List of standard fields in electronic communication that can be used for hash computation.

Location: document model: Categorization > Content analysis > Deduplication Re-Hash > Deduplication per document type > <Type name>

Text type

The display name of the field that is used for email hash computation.

Allowed values: listed names

Default value:

None

Remove whitespace

Hash value computation must be invariant with respect to any whitespaces in the body and subject fields of emails. This does include normal spaces, tabs, newlines and linefeed. The industry specification for de-duplication indicates that all whitespaces should be removed from the Subject and Body fields.

If this check box is activated for a text type, whitespaces are ignored for hash value computation. By default whitespace removal is activated for the Subject and Body field. It makes sure that e.g. emails with subjects or bodies that only differ from each other by the number of whitespaces are assigned the same hash value and are seen as duplicates.

If the check box is deactivated, whitespaces are included in the hash value computation.

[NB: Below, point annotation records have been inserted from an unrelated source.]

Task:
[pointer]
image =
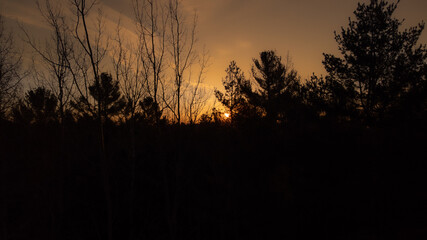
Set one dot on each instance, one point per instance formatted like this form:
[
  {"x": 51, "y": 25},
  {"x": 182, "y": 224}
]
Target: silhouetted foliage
[
  {"x": 38, "y": 107},
  {"x": 10, "y": 70},
  {"x": 232, "y": 98},
  {"x": 277, "y": 87},
  {"x": 321, "y": 175},
  {"x": 108, "y": 98},
  {"x": 151, "y": 113},
  {"x": 382, "y": 68}
]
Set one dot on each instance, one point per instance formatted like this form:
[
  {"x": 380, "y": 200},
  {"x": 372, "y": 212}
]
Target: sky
[{"x": 240, "y": 29}]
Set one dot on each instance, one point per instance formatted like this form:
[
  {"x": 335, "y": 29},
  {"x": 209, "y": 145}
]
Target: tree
[
  {"x": 55, "y": 54},
  {"x": 151, "y": 22},
  {"x": 106, "y": 93},
  {"x": 182, "y": 44},
  {"x": 233, "y": 96},
  {"x": 38, "y": 107},
  {"x": 277, "y": 86},
  {"x": 380, "y": 65},
  {"x": 10, "y": 70}
]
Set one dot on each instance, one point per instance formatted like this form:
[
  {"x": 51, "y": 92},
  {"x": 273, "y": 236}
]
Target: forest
[{"x": 119, "y": 141}]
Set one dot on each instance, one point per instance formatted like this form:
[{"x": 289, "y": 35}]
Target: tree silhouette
[
  {"x": 150, "y": 111},
  {"x": 233, "y": 96},
  {"x": 277, "y": 86},
  {"x": 38, "y": 107},
  {"x": 380, "y": 65},
  {"x": 10, "y": 69},
  {"x": 107, "y": 95}
]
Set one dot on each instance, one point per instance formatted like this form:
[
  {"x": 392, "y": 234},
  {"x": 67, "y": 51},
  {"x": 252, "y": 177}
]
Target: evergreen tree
[
  {"x": 232, "y": 98},
  {"x": 382, "y": 69},
  {"x": 277, "y": 87},
  {"x": 106, "y": 93}
]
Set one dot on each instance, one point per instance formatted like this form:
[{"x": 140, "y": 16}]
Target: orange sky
[{"x": 240, "y": 29}]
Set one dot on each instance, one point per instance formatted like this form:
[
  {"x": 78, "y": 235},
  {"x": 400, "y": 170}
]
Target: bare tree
[
  {"x": 182, "y": 44},
  {"x": 93, "y": 49},
  {"x": 10, "y": 77},
  {"x": 151, "y": 22},
  {"x": 10, "y": 69},
  {"x": 55, "y": 54},
  {"x": 129, "y": 71}
]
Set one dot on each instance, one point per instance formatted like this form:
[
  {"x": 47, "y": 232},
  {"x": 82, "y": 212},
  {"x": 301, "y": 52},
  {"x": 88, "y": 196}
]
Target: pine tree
[
  {"x": 381, "y": 66},
  {"x": 232, "y": 98}
]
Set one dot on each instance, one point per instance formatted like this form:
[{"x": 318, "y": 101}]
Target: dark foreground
[{"x": 214, "y": 182}]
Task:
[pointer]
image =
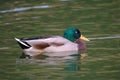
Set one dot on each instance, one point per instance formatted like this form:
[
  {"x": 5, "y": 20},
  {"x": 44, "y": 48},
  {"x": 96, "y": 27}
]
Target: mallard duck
[{"x": 72, "y": 40}]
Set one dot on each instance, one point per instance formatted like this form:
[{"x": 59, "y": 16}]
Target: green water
[{"x": 95, "y": 18}]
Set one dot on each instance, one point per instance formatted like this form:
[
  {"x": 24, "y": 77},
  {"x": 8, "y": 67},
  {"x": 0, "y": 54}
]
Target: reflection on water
[{"x": 25, "y": 8}]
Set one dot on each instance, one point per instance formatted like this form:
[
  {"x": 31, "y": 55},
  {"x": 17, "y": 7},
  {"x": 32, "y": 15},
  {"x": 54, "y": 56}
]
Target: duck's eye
[{"x": 77, "y": 34}]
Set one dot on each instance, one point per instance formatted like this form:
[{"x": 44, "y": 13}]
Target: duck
[{"x": 72, "y": 40}]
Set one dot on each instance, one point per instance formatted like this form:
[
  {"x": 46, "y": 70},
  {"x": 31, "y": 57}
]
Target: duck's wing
[{"x": 44, "y": 42}]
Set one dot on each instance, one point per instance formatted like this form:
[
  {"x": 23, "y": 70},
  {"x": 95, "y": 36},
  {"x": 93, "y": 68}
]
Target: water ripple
[{"x": 25, "y": 8}]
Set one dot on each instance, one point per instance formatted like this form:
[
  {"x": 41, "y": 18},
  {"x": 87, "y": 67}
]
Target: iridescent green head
[{"x": 73, "y": 34}]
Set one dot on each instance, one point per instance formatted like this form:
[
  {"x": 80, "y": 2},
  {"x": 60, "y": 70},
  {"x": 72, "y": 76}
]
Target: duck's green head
[{"x": 73, "y": 34}]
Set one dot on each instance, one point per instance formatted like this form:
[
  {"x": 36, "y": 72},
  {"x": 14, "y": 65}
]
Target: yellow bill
[{"x": 83, "y": 38}]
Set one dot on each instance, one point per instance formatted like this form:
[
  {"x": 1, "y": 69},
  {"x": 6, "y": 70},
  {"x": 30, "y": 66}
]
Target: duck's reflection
[{"x": 69, "y": 61}]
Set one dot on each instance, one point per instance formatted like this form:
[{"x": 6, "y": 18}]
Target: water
[
  {"x": 102, "y": 60},
  {"x": 25, "y": 8}
]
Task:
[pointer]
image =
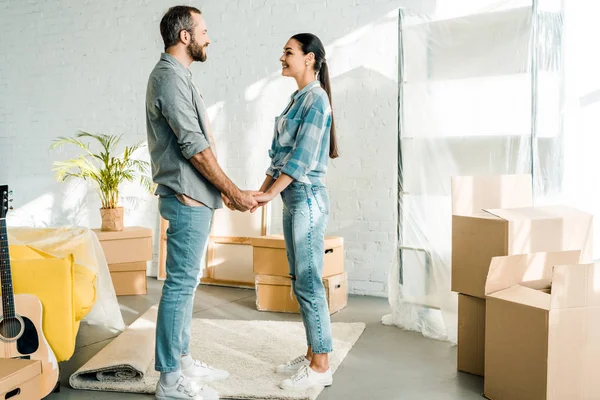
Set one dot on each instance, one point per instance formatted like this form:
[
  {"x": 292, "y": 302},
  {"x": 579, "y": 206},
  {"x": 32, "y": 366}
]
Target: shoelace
[
  {"x": 301, "y": 374},
  {"x": 198, "y": 363},
  {"x": 188, "y": 386},
  {"x": 296, "y": 360}
]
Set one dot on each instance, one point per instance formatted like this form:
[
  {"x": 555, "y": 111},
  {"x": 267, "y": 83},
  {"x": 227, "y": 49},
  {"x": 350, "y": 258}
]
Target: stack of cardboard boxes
[
  {"x": 273, "y": 285},
  {"x": 525, "y": 300},
  {"x": 127, "y": 253}
]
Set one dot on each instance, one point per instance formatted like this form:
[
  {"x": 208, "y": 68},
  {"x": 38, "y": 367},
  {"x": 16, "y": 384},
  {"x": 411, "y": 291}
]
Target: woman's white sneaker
[
  {"x": 185, "y": 389},
  {"x": 292, "y": 366},
  {"x": 307, "y": 378}
]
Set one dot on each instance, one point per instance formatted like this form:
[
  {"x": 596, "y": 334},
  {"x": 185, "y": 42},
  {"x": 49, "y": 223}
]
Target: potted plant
[{"x": 106, "y": 170}]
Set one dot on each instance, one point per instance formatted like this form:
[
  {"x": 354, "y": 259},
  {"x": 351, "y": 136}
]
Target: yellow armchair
[{"x": 66, "y": 290}]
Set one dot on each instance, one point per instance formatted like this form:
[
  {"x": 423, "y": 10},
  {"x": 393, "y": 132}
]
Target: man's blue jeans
[
  {"x": 305, "y": 218},
  {"x": 189, "y": 228}
]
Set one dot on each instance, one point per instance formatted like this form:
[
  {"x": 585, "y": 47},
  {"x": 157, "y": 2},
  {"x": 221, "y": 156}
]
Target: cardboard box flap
[
  {"x": 16, "y": 371},
  {"x": 575, "y": 286},
  {"x": 537, "y": 213},
  {"x": 335, "y": 281},
  {"x": 471, "y": 194},
  {"x": 277, "y": 242},
  {"x": 128, "y": 233},
  {"x": 272, "y": 280},
  {"x": 525, "y": 296},
  {"x": 509, "y": 271}
]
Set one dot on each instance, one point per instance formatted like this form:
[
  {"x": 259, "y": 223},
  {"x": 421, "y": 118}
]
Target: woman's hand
[{"x": 263, "y": 199}]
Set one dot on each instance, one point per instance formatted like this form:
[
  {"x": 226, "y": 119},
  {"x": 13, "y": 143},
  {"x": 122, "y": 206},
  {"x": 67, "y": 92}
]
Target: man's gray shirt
[{"x": 177, "y": 126}]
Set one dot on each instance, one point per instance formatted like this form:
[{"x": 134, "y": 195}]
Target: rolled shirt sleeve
[{"x": 306, "y": 148}]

Note: Included whitespaces may falsify the hash value of emails.

Allowed values:

false
true

Default value:

depends on field

Content Extraction pattern

With a Perl regular expression you can specify which content is used for hash computation. Then only content matching the specified pattern is used for hash computation. If this field is left empty, the complete content is used for hash computation.

Allowed values: regular expression

Default value:

depends on field

Ignore

If the check box is activated, upper and lower cases are not considered for hash value computing.

If the check box is not activated, case differences may lead to different hash values.

Allowed values:

false
true

Default value:

true